All propane piping, connections, and fittings are threaded so that they may easily connect together during installation or modification. These propane connections are coated with a pipe joint compound that lubricates the fittings during the joining process and will dry after a short while. During normal usage, a propane plumbing system is at a constant pressure. This means that as long as the tank has gas and is supplying the system with propane, a constant pressure is exerted on the piping and joint compound. The pipe joint compound will expand during normal pressurized usage and will retract if the system loses pressure. The loss of gas pressure may cause leaks to form because of the expansion and retraction of the piping compound within the propane plumbing system.

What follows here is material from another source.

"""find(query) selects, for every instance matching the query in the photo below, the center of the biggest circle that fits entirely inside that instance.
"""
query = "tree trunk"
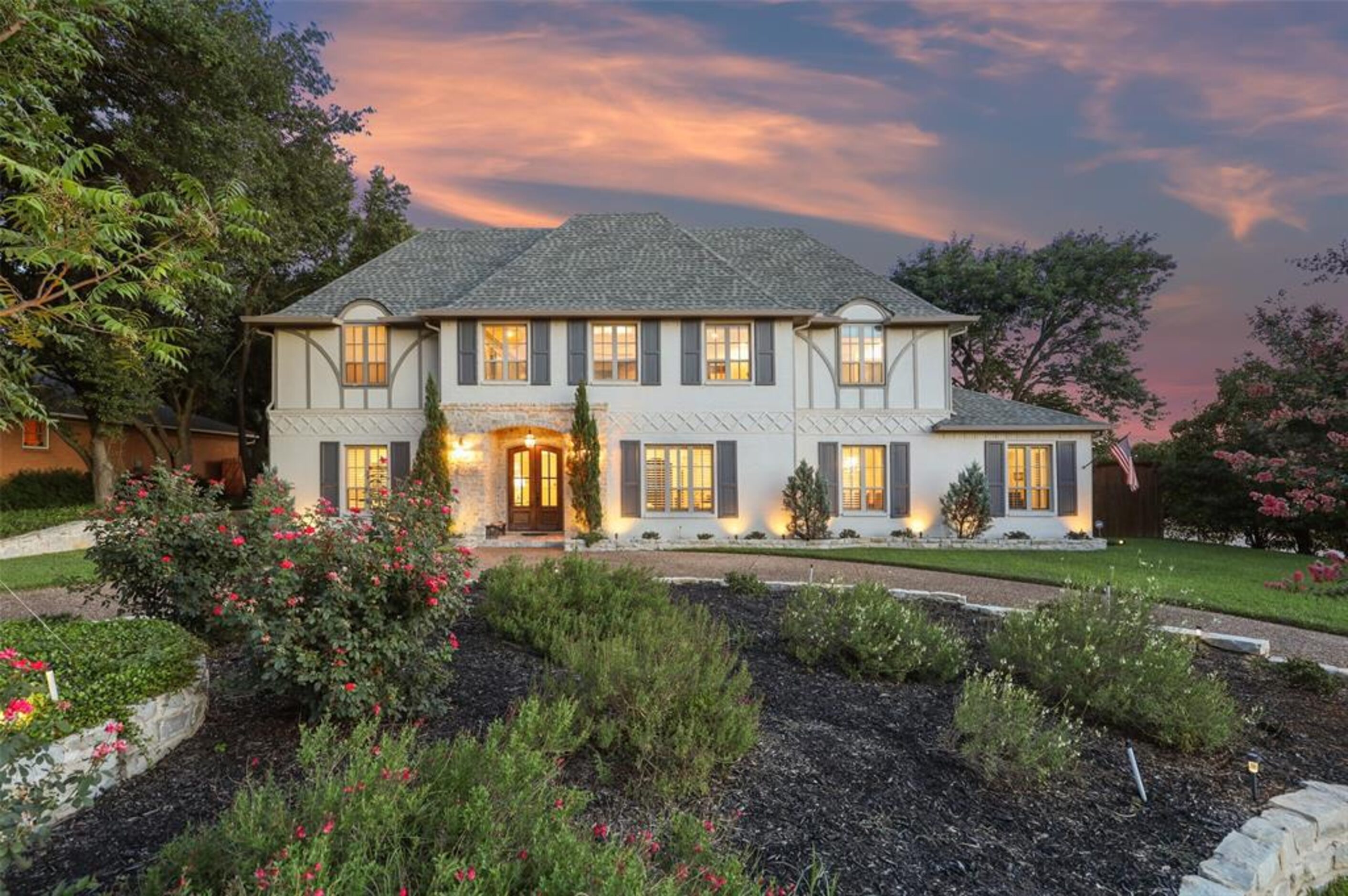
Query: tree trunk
(100, 464)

This question has been asked of many propane dealers and is also a topic discussed by people that are unfamiliar with propane. Propane tanks do not explode. They do not implode nor do they rupture or come apart on their own. In fact, bringing a propane tank to the point of “explosion” is a tremendously difficult and time consuming task that’s not as simple as most people might think. Many people believe that a propane tank “explosion” can occur with the slightest of ease. However, this is simply not true and people should understand that a propane tank, when operating under normal circumstances will not explode or rupture. Safety devices and mechanisms are in place to prevent explosions, accidents, and propane tank ruptures or breaches. Just like any other hazardous material or activity, human error is a primary factor in preventing or contributing to any type of accident, however serious in nature.
Propane tanks will sometimes give an indication of a leak by sound or by smell. People will describe this noise as a “hissing” noise coming from the tank getting louder as they get closer. In addition, a rotten egg smell will often accompany the “hissing” noise. In many instances, the tank may be operating normally even though it appears to be leaking.